Demand for out of doors sports activities gear waning after pandemic growth


After an abrupt surge in demand for outdoor recreation gear during the COVID-19 pandemic, sporting goods stores in Ottawa and Outaouais say business is gradually returning to pre-pandemic levels.

Companies selling gear like bikes, kayaks, canoes, golf clubs and even home fitness equipment like free weights and weight plates saw unprecedented demand in the early stages of the pandemic.

This demand, combined with supply chain issues, resulted in many items being out of stock for months.

“It got very busy very quickly,” said Bill Burton, who works at Ottawa Valley Canoe & Kayak. “Demand has exploded.”

Ottawa Valley Canoe & Kayak’s Bill Burton says demand “skyrocketed” early in the pandemic as families struggled to find activities amid lockdowns. (Alexander Behne/CBC)

With travel complicated and often arduous during the pandemic, and summer camps and other activities for children and teens in perpetual limbo, families awash with unspent vacation money turned to the great outdoors, Burton said.

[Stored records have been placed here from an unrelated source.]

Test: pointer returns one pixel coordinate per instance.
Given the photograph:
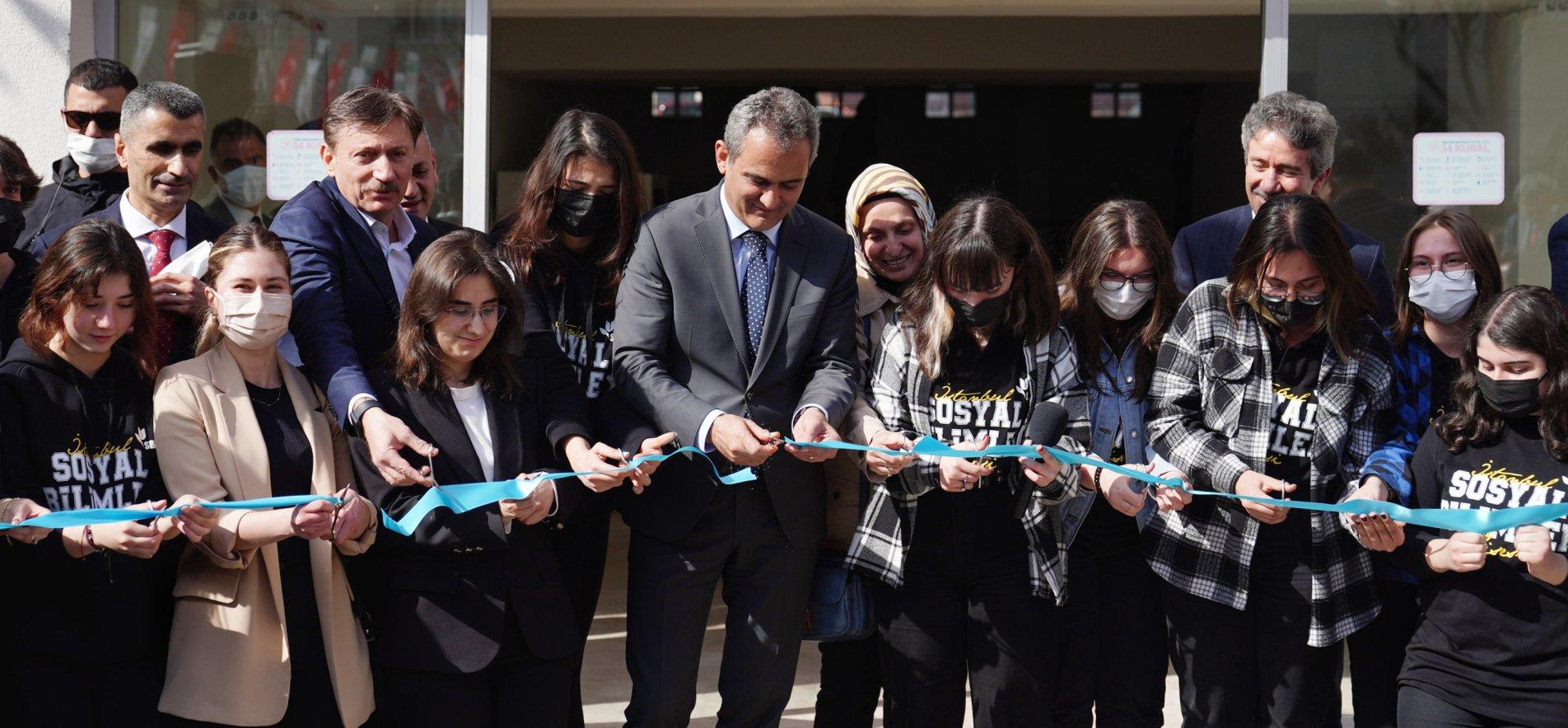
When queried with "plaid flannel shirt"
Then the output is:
(1211, 413)
(902, 396)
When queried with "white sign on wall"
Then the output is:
(294, 159)
(1457, 168)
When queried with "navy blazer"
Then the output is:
(199, 228)
(1557, 251)
(1203, 250)
(345, 306)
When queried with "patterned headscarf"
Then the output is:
(882, 180)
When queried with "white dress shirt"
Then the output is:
(138, 226)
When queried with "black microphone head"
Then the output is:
(1046, 424)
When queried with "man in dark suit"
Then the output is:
(1288, 143)
(161, 147)
(735, 320)
(421, 192)
(353, 248)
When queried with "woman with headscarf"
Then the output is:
(889, 217)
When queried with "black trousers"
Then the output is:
(581, 549)
(114, 694)
(959, 618)
(1252, 667)
(850, 683)
(1421, 710)
(1377, 653)
(518, 689)
(1110, 650)
(670, 590)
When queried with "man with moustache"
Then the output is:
(1288, 145)
(735, 324)
(161, 143)
(421, 192)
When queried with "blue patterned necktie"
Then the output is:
(754, 289)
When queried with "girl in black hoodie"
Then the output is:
(568, 244)
(76, 408)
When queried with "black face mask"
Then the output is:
(12, 223)
(983, 313)
(582, 214)
(1290, 313)
(1510, 397)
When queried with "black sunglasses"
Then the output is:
(79, 121)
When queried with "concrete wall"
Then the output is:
(43, 40)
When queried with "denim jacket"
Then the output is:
(1112, 412)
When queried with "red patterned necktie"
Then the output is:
(163, 239)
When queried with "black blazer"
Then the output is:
(458, 576)
(345, 303)
(199, 228)
(681, 352)
(1205, 250)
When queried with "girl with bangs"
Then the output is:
(1491, 648)
(1272, 383)
(76, 408)
(969, 590)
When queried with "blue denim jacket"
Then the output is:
(1112, 412)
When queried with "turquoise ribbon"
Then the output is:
(454, 497)
(1467, 520)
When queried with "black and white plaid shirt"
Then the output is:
(902, 396)
(1211, 412)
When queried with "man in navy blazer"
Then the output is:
(161, 147)
(353, 248)
(1288, 143)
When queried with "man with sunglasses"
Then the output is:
(88, 176)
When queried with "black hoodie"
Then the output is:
(65, 201)
(72, 441)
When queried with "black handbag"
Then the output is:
(841, 606)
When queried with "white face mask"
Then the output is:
(245, 185)
(1444, 298)
(254, 320)
(1122, 303)
(90, 152)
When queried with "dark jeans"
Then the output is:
(670, 592)
(1377, 653)
(1112, 651)
(960, 618)
(1252, 667)
(515, 691)
(1421, 710)
(581, 548)
(850, 683)
(116, 694)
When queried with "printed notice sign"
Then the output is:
(294, 159)
(1457, 168)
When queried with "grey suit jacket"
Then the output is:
(679, 353)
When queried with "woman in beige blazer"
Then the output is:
(264, 623)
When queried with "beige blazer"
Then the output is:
(228, 650)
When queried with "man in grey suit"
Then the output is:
(735, 322)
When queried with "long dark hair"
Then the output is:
(416, 362)
(1112, 226)
(1531, 319)
(1304, 222)
(1477, 248)
(530, 248)
(71, 272)
(971, 245)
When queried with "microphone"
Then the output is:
(1046, 426)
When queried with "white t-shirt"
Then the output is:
(475, 419)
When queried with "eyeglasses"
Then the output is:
(1453, 268)
(79, 121)
(488, 314)
(1142, 282)
(1275, 296)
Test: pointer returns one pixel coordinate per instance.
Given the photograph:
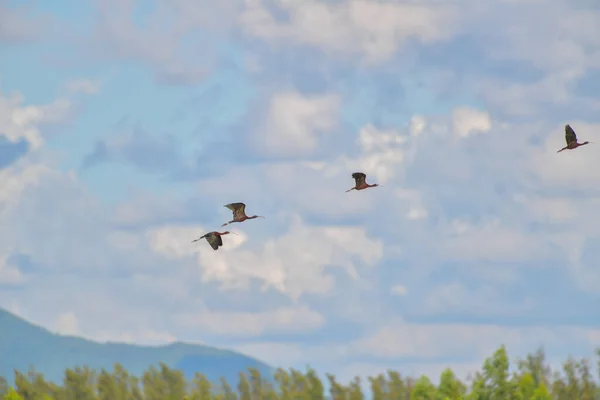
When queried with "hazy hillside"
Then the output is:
(23, 344)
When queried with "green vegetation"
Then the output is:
(23, 344)
(532, 380)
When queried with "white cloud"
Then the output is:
(297, 319)
(405, 339)
(399, 290)
(23, 121)
(67, 324)
(494, 242)
(295, 122)
(86, 86)
(573, 169)
(348, 27)
(417, 125)
(283, 263)
(467, 121)
(9, 274)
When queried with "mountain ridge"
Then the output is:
(24, 344)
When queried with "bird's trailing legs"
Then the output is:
(368, 186)
(232, 221)
(220, 233)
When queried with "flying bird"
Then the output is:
(239, 213)
(571, 139)
(361, 183)
(214, 239)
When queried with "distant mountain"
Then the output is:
(23, 344)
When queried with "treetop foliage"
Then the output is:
(533, 380)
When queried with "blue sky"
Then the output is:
(126, 126)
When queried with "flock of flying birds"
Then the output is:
(239, 209)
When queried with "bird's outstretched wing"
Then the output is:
(570, 135)
(200, 238)
(359, 177)
(214, 240)
(238, 209)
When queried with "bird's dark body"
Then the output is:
(239, 213)
(213, 238)
(361, 182)
(571, 139)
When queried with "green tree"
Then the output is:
(355, 390)
(284, 383)
(526, 386)
(4, 387)
(450, 387)
(336, 390)
(79, 384)
(226, 392)
(396, 387)
(496, 374)
(535, 365)
(316, 390)
(588, 386)
(201, 389)
(541, 393)
(423, 389)
(244, 388)
(570, 370)
(12, 394)
(379, 388)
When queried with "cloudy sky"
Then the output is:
(126, 126)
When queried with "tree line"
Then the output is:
(532, 379)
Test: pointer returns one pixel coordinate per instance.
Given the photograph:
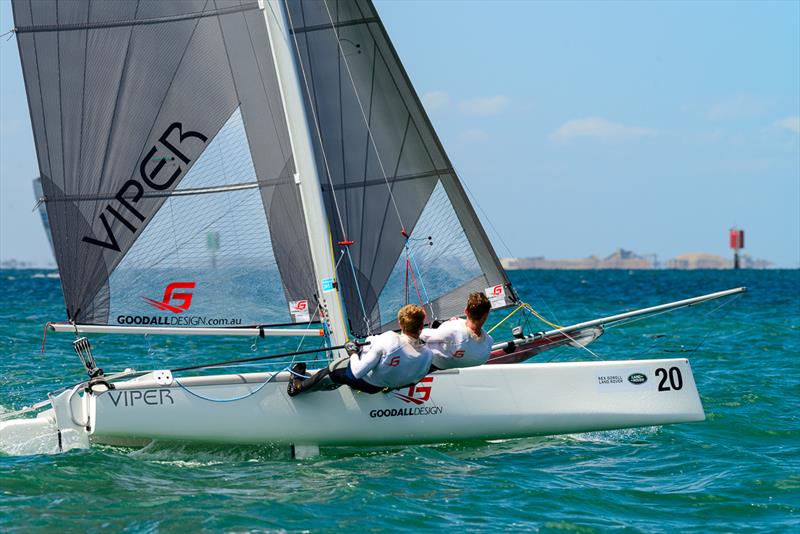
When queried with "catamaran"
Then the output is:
(266, 169)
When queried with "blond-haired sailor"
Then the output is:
(461, 342)
(390, 361)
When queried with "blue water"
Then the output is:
(738, 470)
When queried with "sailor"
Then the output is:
(390, 361)
(461, 342)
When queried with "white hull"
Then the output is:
(498, 401)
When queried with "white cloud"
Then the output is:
(473, 136)
(597, 127)
(434, 100)
(737, 107)
(789, 123)
(490, 105)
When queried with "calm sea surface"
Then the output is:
(738, 470)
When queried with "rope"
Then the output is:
(358, 292)
(232, 399)
(528, 307)
(410, 254)
(507, 317)
(260, 358)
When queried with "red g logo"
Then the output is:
(418, 393)
(172, 301)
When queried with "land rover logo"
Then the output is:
(637, 378)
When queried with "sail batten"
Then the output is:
(133, 22)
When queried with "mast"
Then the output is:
(306, 176)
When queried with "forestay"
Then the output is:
(166, 169)
(384, 171)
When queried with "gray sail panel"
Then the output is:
(196, 264)
(124, 98)
(403, 141)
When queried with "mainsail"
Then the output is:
(389, 187)
(166, 167)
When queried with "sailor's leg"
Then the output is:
(343, 375)
(299, 385)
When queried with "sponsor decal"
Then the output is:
(299, 311)
(328, 285)
(156, 173)
(401, 412)
(173, 301)
(135, 397)
(496, 295)
(418, 395)
(623, 380)
(637, 378)
(609, 379)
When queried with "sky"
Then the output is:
(579, 127)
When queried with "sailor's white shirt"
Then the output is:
(455, 345)
(392, 360)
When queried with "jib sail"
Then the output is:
(166, 168)
(372, 136)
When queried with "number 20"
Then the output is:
(674, 376)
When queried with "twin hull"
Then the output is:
(498, 401)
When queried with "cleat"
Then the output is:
(296, 382)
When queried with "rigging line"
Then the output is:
(260, 358)
(316, 311)
(232, 399)
(363, 113)
(705, 338)
(520, 307)
(414, 280)
(541, 318)
(636, 319)
(367, 322)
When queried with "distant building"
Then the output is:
(620, 259)
(627, 260)
(704, 260)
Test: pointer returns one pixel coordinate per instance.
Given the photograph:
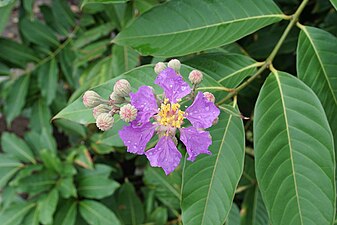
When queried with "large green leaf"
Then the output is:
(334, 3)
(143, 75)
(317, 66)
(15, 214)
(16, 98)
(180, 27)
(8, 167)
(253, 208)
(38, 33)
(66, 215)
(96, 213)
(13, 145)
(18, 54)
(228, 69)
(294, 155)
(167, 188)
(130, 208)
(210, 182)
(47, 77)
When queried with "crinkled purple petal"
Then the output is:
(136, 138)
(164, 155)
(202, 112)
(196, 141)
(145, 102)
(173, 84)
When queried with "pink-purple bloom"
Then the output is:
(166, 119)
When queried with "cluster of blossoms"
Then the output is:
(148, 114)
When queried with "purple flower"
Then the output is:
(164, 155)
(165, 119)
(202, 112)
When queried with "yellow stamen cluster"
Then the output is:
(170, 114)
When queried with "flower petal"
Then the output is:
(145, 102)
(136, 138)
(202, 112)
(173, 84)
(196, 141)
(164, 155)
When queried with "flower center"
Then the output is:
(170, 114)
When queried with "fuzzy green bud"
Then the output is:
(91, 99)
(174, 64)
(104, 121)
(122, 88)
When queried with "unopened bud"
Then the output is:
(174, 64)
(98, 110)
(104, 121)
(116, 99)
(209, 96)
(122, 88)
(159, 67)
(128, 113)
(91, 99)
(215, 121)
(195, 77)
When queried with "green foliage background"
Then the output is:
(277, 167)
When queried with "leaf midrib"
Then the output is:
(289, 143)
(202, 27)
(214, 169)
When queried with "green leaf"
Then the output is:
(234, 216)
(66, 215)
(181, 27)
(167, 188)
(40, 117)
(334, 3)
(15, 214)
(18, 54)
(67, 187)
(5, 12)
(96, 187)
(294, 154)
(8, 167)
(317, 66)
(16, 147)
(210, 182)
(16, 98)
(47, 207)
(96, 213)
(50, 160)
(47, 77)
(253, 208)
(130, 208)
(123, 59)
(143, 75)
(38, 33)
(87, 2)
(32, 218)
(228, 69)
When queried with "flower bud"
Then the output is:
(174, 64)
(209, 96)
(98, 110)
(116, 99)
(122, 88)
(128, 113)
(91, 99)
(215, 121)
(104, 121)
(195, 77)
(159, 67)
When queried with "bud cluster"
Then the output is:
(103, 110)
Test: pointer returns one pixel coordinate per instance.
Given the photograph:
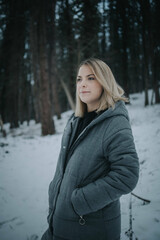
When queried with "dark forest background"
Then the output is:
(43, 41)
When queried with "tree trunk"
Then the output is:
(46, 118)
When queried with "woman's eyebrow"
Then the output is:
(87, 75)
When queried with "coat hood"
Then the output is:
(119, 109)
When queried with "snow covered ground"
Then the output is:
(27, 165)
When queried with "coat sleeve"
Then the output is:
(119, 150)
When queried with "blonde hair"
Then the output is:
(112, 92)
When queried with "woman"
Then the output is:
(97, 162)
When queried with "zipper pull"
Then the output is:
(82, 221)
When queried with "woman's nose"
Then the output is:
(83, 83)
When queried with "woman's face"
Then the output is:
(88, 88)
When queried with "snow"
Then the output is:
(28, 162)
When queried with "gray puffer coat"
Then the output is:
(102, 165)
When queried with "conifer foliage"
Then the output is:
(42, 42)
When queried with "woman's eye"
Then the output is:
(91, 78)
(78, 79)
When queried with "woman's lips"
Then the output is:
(85, 92)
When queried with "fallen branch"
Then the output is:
(145, 201)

Demand falls as restrictions are lifted

This year, however, the spending spree for outdoor sporting goods is abating.

“It’s like the gold rush,” he explained. “The gold rush was great, but it’s calmed down.”

Vicki Schouten worried about the future of her company at the start of the pandemic but instead found herself “sold out of almost everything”. (Alexander Behne/CBC)

Vicky Schouten, owner of Expéditions Wakefield, nestled on the banks of the Gatineau River, has had a similar experience with her business.

She initially feared she might be struggling to stay afloat as businesses were ordered to close to stem the spread of COVID-19.

Instead, she saw an unexpected surge in business.

“We were no longer very nervous about the future but trying to meet people’s expectations,” she said. “The first summer [of the pandemic] we’ve basically sold out almost everything.”

Supply bottlenecks persist

Schouten added that while demand for paddleboard, canoe and kayak rentals remains strong, sales of these items are gradually slowing down.

“A year ago you couldn’t buy a canoe, kayak or paddle board,” she said. “Now some are available.”

Bikes and bike parts are a different story, and Schouten said she expects the shortages to continue for at least another year.

It’s the same situation down south in Chelsea, Que.

Tim van Dyke, director of alpine ski racing at Kunstadt Sports, said demand had “gone through the roof” at the local chain’s Chelsea site as the early pandemic lockdowns left people few leisure options aside from exploring the great outdoors .

Now things “have reached a plateau,” van Dyke said.

Kunstadt Sports’ Tim van Dyke says ongoing supply issues are leaving his company “at the mercy of the global supply chain”. (Alexander Behne/CBC)

He points out that bad weather in the region at the start of summer helped. There were few good days for cycling, the region’s most popular activity during the summer months.

Difficulties in taking stock have forced van Dyke to plan much further ahead than before.

“We expect two years to secure these stocks,” he said. “[It’s] a huge challenge.”

To compensate for the supply shortage, the Chelsea site has increased its focus on bicycle maintenance, according to van Dyke.

Technician Austin Upper works on a bike at Kunstadt Sports in Chelsea, Que. The business has increased its focus on service and repairs as the supply of new bikes has not yet returned to pre-pandemic levels. (Alexander Behne/CBC)

Interest in group activities recovers

While demand for new equipment may have waned, interest in exploring the great outdoors persists and the desire for group activities is increasing.

Ottawa Outdoor Club president Rob Burnfield says memberships are returning to pre-pandemic numbers as people feel comfortable participating in group activities again. (Alexander Behne/CBC)

The Ottawa Outdoor Club organizes a variety of activities for its members, including canoeing, bicycling, ice skating on the Rideau Canal and even city walks.

Rob Burnfield, the club’s president, said he expects about 200 members in an average year. That number dropped to about 100 during the pandemic, he added, but is now recovering.

“Our numbers are definitely up again,” he said. “We have young people, old people…. People really seem to be enjoying it.”